The decision has followed relentless pressure on Fairfax from investors and sharemarket analysts to make sweeping changes to refocus the company towards the internet as the share price fell this year from a high of $1.01 to 56.5 cents at its lowest.

Yesterday's announcement pushed the share price 4.5 cents higher to 65 cents and won plaudits from market analysts.

Mr Hywood said drastic changes were necessitated by a "perfect storm" of structural and cyclical forces confronting the newspaper industry and causing significant declines in earnings.

''And it is global,'' he said. ''Be you The Sydney Morning Herald, The Age, The New York Times, The Boston Globe, The Times, The Guardian … we have all experienced huge one-way changes in reader and advertiser habits.'' News Limited, Australia's largest newspaper company, is also expected to announce a sweeping overhaul within days.

The decision to convert The Age and The Sydney Morning Herald to tabloid size from next March follows years of internal discussions about the prospect. Mr Hywood said the decline in print advertising had forced the changes, which he said would be embraced by readers. ''It should be a compact (tabloid) because a broadsheet was just built to hold classified advertising. It was never built to be reader-friendly.''

While the company flagged the possibility of eventually closing newspapers if they became unprofitable, Mr Hywood downplayed the prospect, saying there were many ways to improve profitability of newspapers, including lifting the cover price.

''I would expect there to be a print product around for some considerable time,'' he said.

Garry Linnell, editorial director of Fairfax metropolitan newspapers, said there would be ''no push'' to change the tone and content of the newspapers as a result of the move to a tabloid format. ''Size doesn't matter,'' he told staff.

But there would be ''some adjustment'' to the length of articles. ''Some stories will be shorter, some will be longer.''

Mr Linnell said foreign bureaus and weekly liftout sections would be reviewed. ''If we think there is an argument for closing one or two [bureaus], we will look at that.''

He said Fairfax's newspapers could not be ''all things to all people'' and their core business was ''news, business, sport, investigative journalism and great writing''.

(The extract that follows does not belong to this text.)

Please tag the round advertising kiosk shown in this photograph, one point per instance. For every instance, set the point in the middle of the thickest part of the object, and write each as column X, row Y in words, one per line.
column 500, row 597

''We've got sections on our newspapers that have been there for 30 years that were introduced as circulation drivers,'' he said. ''Well, they're no longer circulation drivers.''

The fourth key plank of the announcement was the introduction of paid premium digital products. The newspapers' websites will move to a subscription model early next year. Readers would be able to access a certain number of stories for free but if they want more they would have to pay - similar to The New York Times in the US. Specific details of the online pricing plans would be announced later this year. In a briefing to investors about its overhaul, Fairfax said that as long as its print revenue remained substantial - currently about $500 million a year - it would not be economical to move to a digital-only business model.

However, it said the company would have significant flexibility to adjust the business model to reflect advertising and audience trends.